Profile Builder

coding=utf-8

Build model for a dataset by identifying type of column along with its respective parameters.

class dataprofiler.profilers.profile_builder.StructuredDataProfile(df_series=None, sample_size=None, min_sample_size=5000, sampling_ratio=0.2, min_true_samples=None, sample_ids=None, pool=None, options=None)

Bases: object

Instantiate the Structured Profiler class for a given column.

Parameters
  • df_series (pandas.core.series.Series) – Data to be profiled

  • sample_size (int) – Number of samples to use in generating profile

  • min_true_samples (int) – Minimum number of samples required for the profiler

  • sample_ids (list(list)) – Randomized list of sample indices

  • pool (multiprocessing.Pool) – pool utilized for multiprocessing

  • options (StructuredOptions Object) – Options for the structured profiler.

update_column_profilers(clean_sampled_df, pool)

Calculates type statistics and labels dataset

Parameters
  • clean_sampled_df (Pandas.Series) – sampled series with none types dropped

  • pool (multiprocessing.pool) – pool utilized for multiprocessing

property profile
update_profile(df_series, sample_size=None, min_true_samples=None, sample_ids=None, pool=None)

Update the column profiler

Parameters
  • df_series (pandas.core.series.Series) – Data to be profiled

  • sample_size (int) – Number of samples to use in generating profile

  • min_true_samples (int) – Minimum number of samples required for the profiler

  • sample_ids (list(list)) – Randomized list of sample indices

  • pool (multiprocessing.Pool) – pool utilized for multiprocessing

static clean_data_and_get_base_stats(df_series, sample_size, min_true_samples=None, sample_ids=None)

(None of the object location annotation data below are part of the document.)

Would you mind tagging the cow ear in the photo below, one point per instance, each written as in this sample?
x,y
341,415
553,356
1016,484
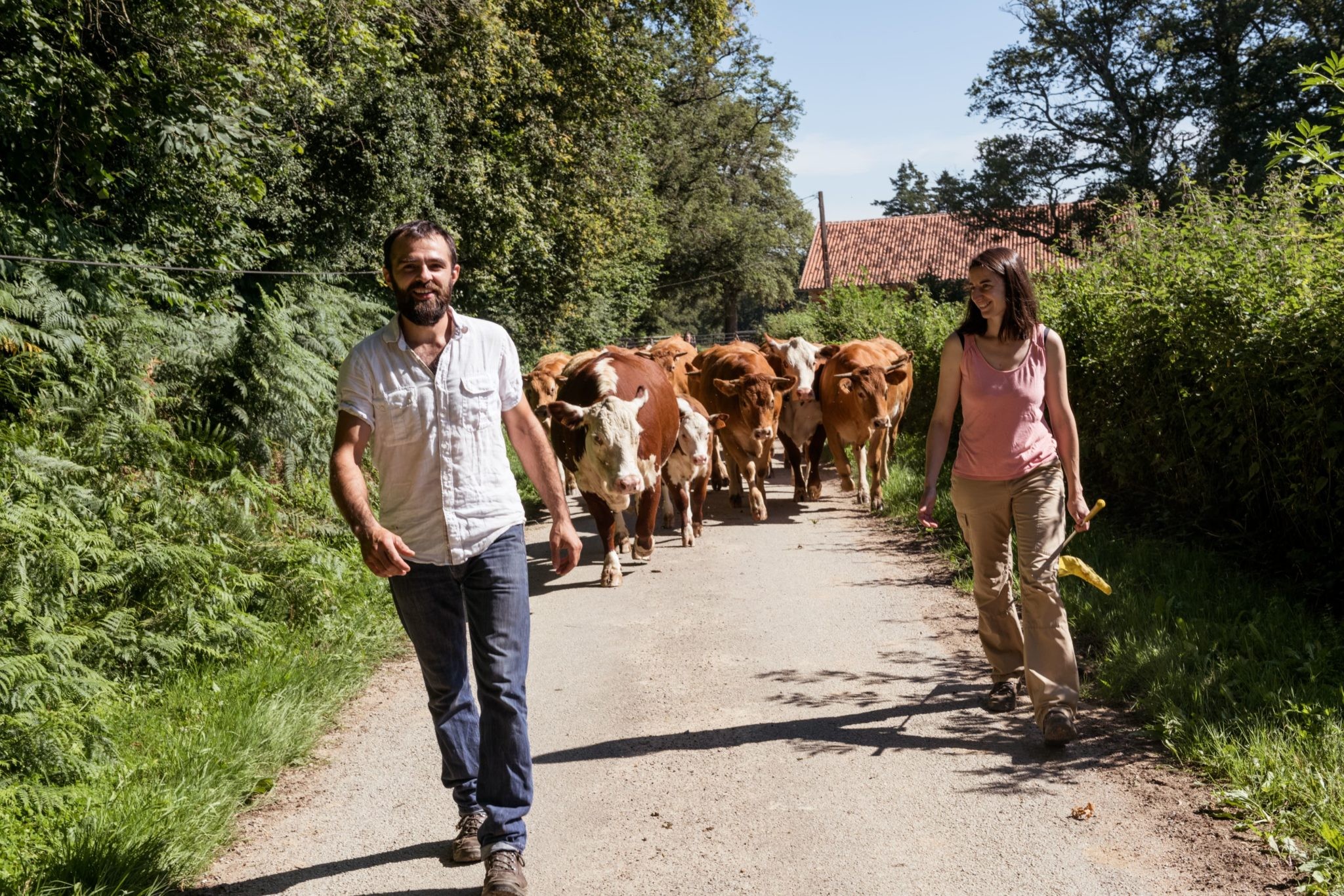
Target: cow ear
x,y
568,415
727,387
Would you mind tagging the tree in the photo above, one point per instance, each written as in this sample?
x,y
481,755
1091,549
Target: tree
x,y
912,197
719,159
1127,93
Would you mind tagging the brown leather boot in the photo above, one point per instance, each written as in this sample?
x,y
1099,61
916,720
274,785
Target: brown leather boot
x,y
467,845
505,874
1058,727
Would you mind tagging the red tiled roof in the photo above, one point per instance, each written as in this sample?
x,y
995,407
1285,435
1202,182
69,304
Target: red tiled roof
x,y
890,251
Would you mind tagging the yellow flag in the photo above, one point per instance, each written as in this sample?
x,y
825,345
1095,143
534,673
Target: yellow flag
x,y
1073,566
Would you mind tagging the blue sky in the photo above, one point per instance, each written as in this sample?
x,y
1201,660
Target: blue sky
x,y
881,82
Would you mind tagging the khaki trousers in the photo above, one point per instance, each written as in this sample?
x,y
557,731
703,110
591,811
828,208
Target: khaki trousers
x,y
1040,647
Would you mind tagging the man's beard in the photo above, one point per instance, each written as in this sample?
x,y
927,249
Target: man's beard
x,y
424,312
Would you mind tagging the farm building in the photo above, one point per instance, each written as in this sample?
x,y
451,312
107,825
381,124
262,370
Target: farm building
x,y
895,253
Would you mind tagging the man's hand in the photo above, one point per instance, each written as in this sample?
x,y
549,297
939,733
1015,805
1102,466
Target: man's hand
x,y
565,547
383,551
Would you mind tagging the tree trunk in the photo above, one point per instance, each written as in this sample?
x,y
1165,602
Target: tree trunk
x,y
730,316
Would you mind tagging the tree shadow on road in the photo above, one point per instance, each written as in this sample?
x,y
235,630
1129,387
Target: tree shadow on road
x,y
282,882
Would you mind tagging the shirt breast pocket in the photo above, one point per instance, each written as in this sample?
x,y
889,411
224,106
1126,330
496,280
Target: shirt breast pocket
x,y
480,402
398,419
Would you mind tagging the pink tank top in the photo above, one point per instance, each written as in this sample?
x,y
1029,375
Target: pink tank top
x,y
1003,415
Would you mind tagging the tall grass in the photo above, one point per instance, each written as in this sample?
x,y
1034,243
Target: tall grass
x,y
191,755
1233,672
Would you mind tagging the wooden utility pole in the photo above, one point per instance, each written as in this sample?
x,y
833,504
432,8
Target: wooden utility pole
x,y
826,247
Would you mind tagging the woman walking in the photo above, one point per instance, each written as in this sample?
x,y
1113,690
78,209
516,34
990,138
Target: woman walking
x,y
1013,465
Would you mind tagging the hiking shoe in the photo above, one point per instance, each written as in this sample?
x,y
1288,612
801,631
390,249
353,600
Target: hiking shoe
x,y
467,845
1003,697
505,874
1058,725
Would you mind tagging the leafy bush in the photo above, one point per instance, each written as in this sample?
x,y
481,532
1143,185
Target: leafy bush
x,y
1208,367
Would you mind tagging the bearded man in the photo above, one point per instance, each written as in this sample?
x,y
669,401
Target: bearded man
x,y
432,388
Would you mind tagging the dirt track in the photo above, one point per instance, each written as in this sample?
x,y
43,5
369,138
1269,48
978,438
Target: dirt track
x,y
788,707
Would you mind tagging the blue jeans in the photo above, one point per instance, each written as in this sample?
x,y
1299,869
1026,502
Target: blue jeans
x,y
487,760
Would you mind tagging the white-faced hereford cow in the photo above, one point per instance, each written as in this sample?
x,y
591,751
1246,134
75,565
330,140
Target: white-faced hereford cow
x,y
614,425
686,478
801,430
864,388
737,380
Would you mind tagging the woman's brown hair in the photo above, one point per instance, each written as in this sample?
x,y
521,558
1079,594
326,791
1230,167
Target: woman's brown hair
x,y
1020,316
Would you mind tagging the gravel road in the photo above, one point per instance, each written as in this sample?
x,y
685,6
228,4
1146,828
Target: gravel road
x,y
788,707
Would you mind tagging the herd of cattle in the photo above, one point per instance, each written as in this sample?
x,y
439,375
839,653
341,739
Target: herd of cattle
x,y
627,422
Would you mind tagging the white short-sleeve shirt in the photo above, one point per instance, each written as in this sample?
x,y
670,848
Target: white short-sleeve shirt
x,y
444,476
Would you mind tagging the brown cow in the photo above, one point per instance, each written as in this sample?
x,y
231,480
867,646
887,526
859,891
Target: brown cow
x,y
686,478
541,386
863,396
801,430
736,379
616,422
674,355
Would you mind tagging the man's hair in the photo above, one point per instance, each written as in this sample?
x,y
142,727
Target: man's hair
x,y
1020,317
417,230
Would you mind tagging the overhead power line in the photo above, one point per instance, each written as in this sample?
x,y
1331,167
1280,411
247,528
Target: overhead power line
x,y
228,272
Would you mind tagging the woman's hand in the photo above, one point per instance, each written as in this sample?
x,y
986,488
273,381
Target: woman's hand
x,y
1078,510
927,508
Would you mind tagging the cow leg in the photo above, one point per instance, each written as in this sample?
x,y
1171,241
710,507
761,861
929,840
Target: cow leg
x,y
815,446
734,483
841,458
605,520
721,469
683,507
646,520
668,488
699,487
878,462
860,461
795,457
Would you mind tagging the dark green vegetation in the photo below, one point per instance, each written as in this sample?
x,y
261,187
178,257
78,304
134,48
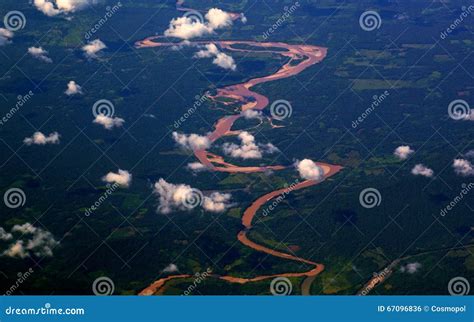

Identify null characters and return them in a dictionary as well as remove any nulls in column.

Parameters
  • df_series (pandas.core.series.Series) – a given column

  • sample_size (int) – Number of samples to use in generating the profile

  • min_true_samples (int) – Minimum number of samples required for the profiler

  • sample_ids (list(list)) – Randomized list of sample indices

Returns

updated column with null removed and dictionary of null parameters

Return type

pd.Series, dict

class dataprofiler.profilers.profile_builder.Profiler(data, samples_per_update=None, min_true_samples=0, profiler_options=None)

Bases: object

Instantiate the Profiler class

Parameters
  • data (Data class object) – Data to be profiled

  • samples_per_update (int) – Number of samples to use in generating profile

  • min_true_samples (int) – Minimum number of samples required for the profiler

  • profiler_options (ProfilerOptions Object) – Options for the profiler.

Returns

Profiler

property profile
report(report_options=None)
update_profile(data, sample_size=None, min_true_samples=None)

Update the profile for data provided. User can specify the sample size to profile the data with. Additionally, the user can specify the minimum number of non-null samples to profile.

Parameters
  • data (Union[data_readers.base_data.BaseData, pandas.DataFrame]) – data to be profiled

  • sample_size (int) – number of samples to profile from the data

  • min_true_samples – minimum number of non-null samples to profile

:type min_true_samples :return: None

save(filepath=None)

Save profiler to disk

Parameters

filepath (String) – Path of file to save to

Returns

None

static load(filepath)

Load profiler from disk

Parameters

filepath (String) – Path of file to load from

Returns

None